The first time I heard the term “slash-professional” I was working with my sister on the design of a personal logo and business card. I was debating with a friend on whether I should use a couple different card designs or one, and list the various roles I had. Growing up in a culture where having multiple jobs was looked down upon as proof you were not successful enough in your main occupation to afford the luxury of not needing additional work, copping to my various roles so blatantly seemed perhaps a mistake. Not so, my fiend argued, because the Millennials are making the slash-professional a popular personae.
Given this permission to embrace the slash-professional I didn’t even know I was, I took ownership of this newly-recognized culture and my sister created a logo design illustrating my penchant for multiple creative and productive outlets. My logo is three commingling shapes of three different colors combining into one shape, with new blended colors. The representation, without initially intending to, seems to embody the slash-professional culture, but also the X Generation.
XGens really created the slash-professional, even while the Millennials make the trend fashionable. The first generation since the depression who will not succeed farther than their parents generation, at least via common modalities, XGens are challenged with chasing a new American Dream. Because A does not lead to B which no longer leads to C- A college education no longer guarantees a successful career path, and the family no longer automatically follows; there is a new American Dream. A dream focused on the individual’s journey to reach the fulfillment of a chosen personal identity. A job is no longer just a job, it is now very much an extension of who you are, how you see yourself, and how others see you. Because a secure career path with one organization is no longer a reality for most people, our values and ideas of a successful work life have changed.
Where once you could be assured a college degree would land you a job with a decent salary and assured growth, XGens (and now Millennials as well) are constantly plagued by the fear of the next layoff, restructuring, or even salary or bonus cut.
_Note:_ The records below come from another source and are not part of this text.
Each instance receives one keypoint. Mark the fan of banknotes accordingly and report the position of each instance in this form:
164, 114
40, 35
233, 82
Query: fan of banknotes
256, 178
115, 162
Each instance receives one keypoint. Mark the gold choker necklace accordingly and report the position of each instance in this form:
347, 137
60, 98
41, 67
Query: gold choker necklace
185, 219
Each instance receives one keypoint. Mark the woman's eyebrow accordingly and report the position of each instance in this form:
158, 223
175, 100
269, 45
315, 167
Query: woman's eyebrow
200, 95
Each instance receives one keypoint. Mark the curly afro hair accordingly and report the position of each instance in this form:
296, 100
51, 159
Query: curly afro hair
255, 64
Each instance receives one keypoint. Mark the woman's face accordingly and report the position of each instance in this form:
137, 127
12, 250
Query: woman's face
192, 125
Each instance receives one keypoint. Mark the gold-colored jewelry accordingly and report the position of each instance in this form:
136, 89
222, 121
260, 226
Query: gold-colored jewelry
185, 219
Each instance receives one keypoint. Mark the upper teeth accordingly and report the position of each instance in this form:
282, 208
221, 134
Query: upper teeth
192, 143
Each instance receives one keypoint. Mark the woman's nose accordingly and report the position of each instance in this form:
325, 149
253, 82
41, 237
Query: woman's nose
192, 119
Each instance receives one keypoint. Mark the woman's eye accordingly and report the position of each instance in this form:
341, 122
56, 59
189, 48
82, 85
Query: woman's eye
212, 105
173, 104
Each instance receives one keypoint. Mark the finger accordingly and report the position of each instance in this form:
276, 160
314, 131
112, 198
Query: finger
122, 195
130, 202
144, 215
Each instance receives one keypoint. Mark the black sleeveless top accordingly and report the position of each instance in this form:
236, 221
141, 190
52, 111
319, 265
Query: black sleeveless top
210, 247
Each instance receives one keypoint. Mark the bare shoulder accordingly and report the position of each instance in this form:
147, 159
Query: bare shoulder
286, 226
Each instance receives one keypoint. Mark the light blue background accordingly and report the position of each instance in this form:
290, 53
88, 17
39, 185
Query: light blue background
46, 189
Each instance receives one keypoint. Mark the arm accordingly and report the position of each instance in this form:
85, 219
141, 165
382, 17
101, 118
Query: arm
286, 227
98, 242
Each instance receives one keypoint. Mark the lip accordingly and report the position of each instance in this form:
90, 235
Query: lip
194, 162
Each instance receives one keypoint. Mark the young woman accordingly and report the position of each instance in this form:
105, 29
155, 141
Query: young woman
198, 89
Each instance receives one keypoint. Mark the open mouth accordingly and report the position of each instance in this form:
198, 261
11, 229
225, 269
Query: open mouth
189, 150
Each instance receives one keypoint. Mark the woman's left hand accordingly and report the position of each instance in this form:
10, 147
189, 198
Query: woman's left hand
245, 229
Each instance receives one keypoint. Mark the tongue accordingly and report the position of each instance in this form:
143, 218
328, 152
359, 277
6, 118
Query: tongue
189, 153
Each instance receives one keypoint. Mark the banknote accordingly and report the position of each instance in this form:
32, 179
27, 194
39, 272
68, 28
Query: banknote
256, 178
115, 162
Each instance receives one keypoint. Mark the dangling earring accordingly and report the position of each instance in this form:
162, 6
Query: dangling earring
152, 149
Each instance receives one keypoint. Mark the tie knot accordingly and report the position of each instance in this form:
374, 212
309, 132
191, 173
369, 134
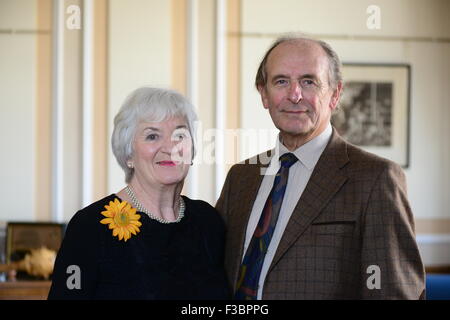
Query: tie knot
287, 160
Promotions, if you can get one without the help of cronyism, do not always come with the salary bumps once assumed. Often, XGens learn they have to leave a company to advance their careers. Hiring managers are fond of blaming young professionals for the lack of company loyalty today, but increasingly, it is the company to blame. The company has a habit now of relying on the moronic excuse of “the economy” to explain why even a cost of living increase is out of the question, let alone significant raises for exemplary performance. “You’re over-qualified” is the popular translation for “We think we can find someone younger who will do the job for less, even if they will not perform as well.” Companies are blatantly capitalizing on maintaining the shrunken salaries of the recession in gross. “We can’t afford to offer more” is bullshit for “Our executives and investors are used to, and happy with increasing their own salaries and bottom lines on the backs of employees.” We are witnessing American Capitalism on steroids, Ayn Rand’s wet dream.
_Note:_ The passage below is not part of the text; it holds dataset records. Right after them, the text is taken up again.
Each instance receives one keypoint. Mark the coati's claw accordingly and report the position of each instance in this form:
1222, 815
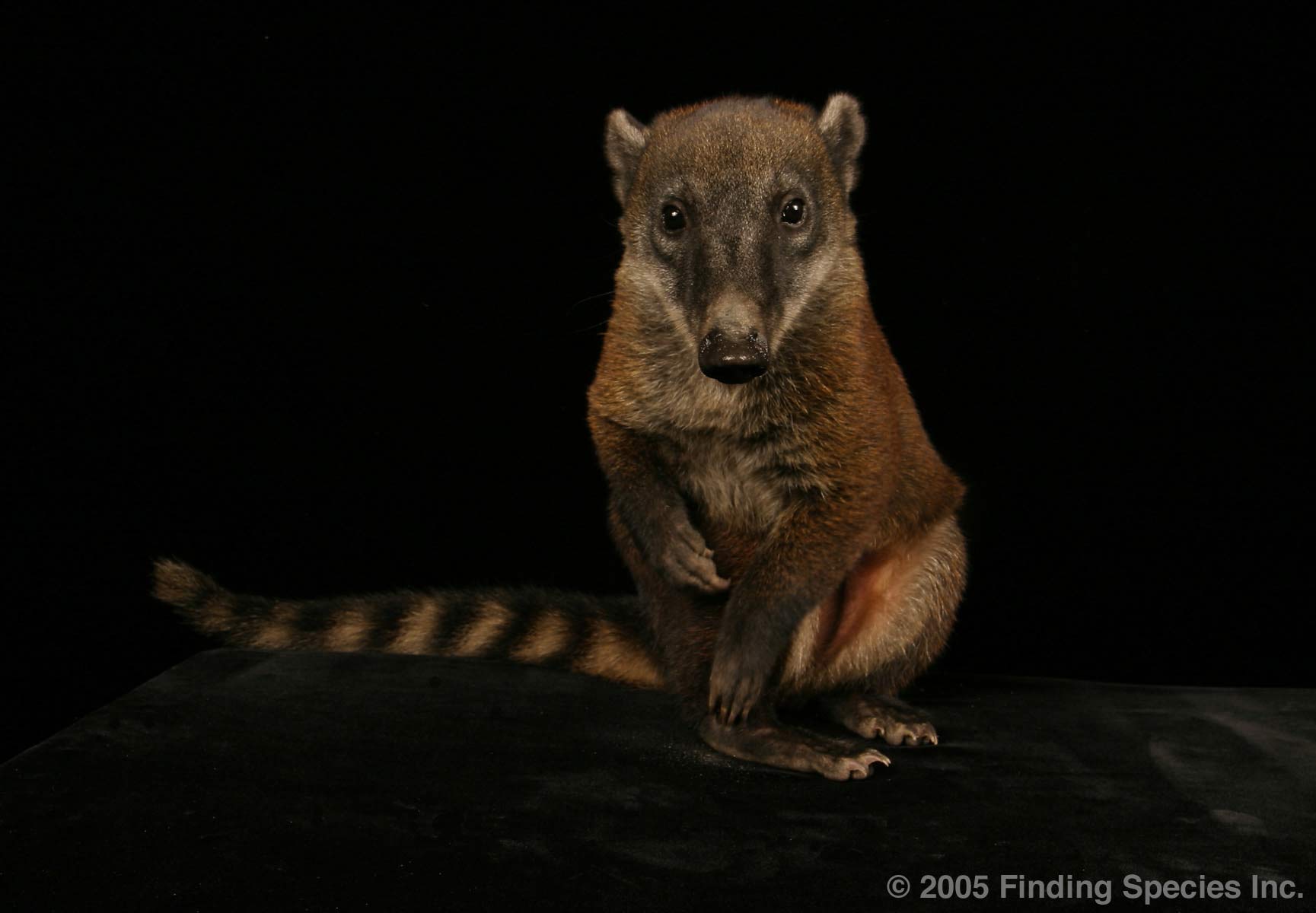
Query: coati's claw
792, 749
733, 691
687, 561
881, 716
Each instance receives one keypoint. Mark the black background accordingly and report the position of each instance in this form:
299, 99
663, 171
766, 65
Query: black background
315, 306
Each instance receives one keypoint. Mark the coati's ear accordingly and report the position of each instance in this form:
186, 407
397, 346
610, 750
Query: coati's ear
843, 131
623, 141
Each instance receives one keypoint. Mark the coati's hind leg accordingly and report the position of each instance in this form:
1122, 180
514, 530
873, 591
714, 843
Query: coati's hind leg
899, 608
765, 740
879, 716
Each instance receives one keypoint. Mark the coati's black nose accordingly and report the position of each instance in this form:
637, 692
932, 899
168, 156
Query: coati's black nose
733, 359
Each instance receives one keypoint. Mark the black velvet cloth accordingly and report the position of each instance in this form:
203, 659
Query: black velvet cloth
247, 781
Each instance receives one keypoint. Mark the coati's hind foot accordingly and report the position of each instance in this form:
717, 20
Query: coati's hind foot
769, 743
881, 716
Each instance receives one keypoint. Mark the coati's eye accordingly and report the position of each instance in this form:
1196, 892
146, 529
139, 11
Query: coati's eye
673, 218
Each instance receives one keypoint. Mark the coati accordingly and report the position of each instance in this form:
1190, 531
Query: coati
789, 525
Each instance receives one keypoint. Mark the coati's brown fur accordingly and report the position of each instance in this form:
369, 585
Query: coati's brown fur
789, 525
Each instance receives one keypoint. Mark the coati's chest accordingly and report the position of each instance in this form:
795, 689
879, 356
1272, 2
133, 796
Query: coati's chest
736, 492
731, 482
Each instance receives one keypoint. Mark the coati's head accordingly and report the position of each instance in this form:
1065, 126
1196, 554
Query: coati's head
734, 212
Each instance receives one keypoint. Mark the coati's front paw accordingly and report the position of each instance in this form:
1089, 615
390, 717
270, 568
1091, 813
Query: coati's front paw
767, 743
881, 716
683, 558
734, 686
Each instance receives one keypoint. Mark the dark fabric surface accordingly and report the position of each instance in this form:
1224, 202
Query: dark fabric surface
247, 781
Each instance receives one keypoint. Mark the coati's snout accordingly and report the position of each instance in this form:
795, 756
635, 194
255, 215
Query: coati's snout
733, 358
733, 348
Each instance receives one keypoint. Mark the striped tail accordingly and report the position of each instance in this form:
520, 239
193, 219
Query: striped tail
602, 636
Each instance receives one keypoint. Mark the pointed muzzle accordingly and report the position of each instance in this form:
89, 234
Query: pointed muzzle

The revolution is the slash-professional. A refusal to struggle against a sucking whirl-pool of corporate bullshit. The slash-professional pools resources from their various ventures to fulfill their needs and wants. A secure job making enough for essentials is combined with passion projects and experimental ventures to create a life worth working for. Passions are exquisitely leveraged into productive forms. Advances in personal business tools create avenues of invention. The options for the slash-professionals are limited only by their drive.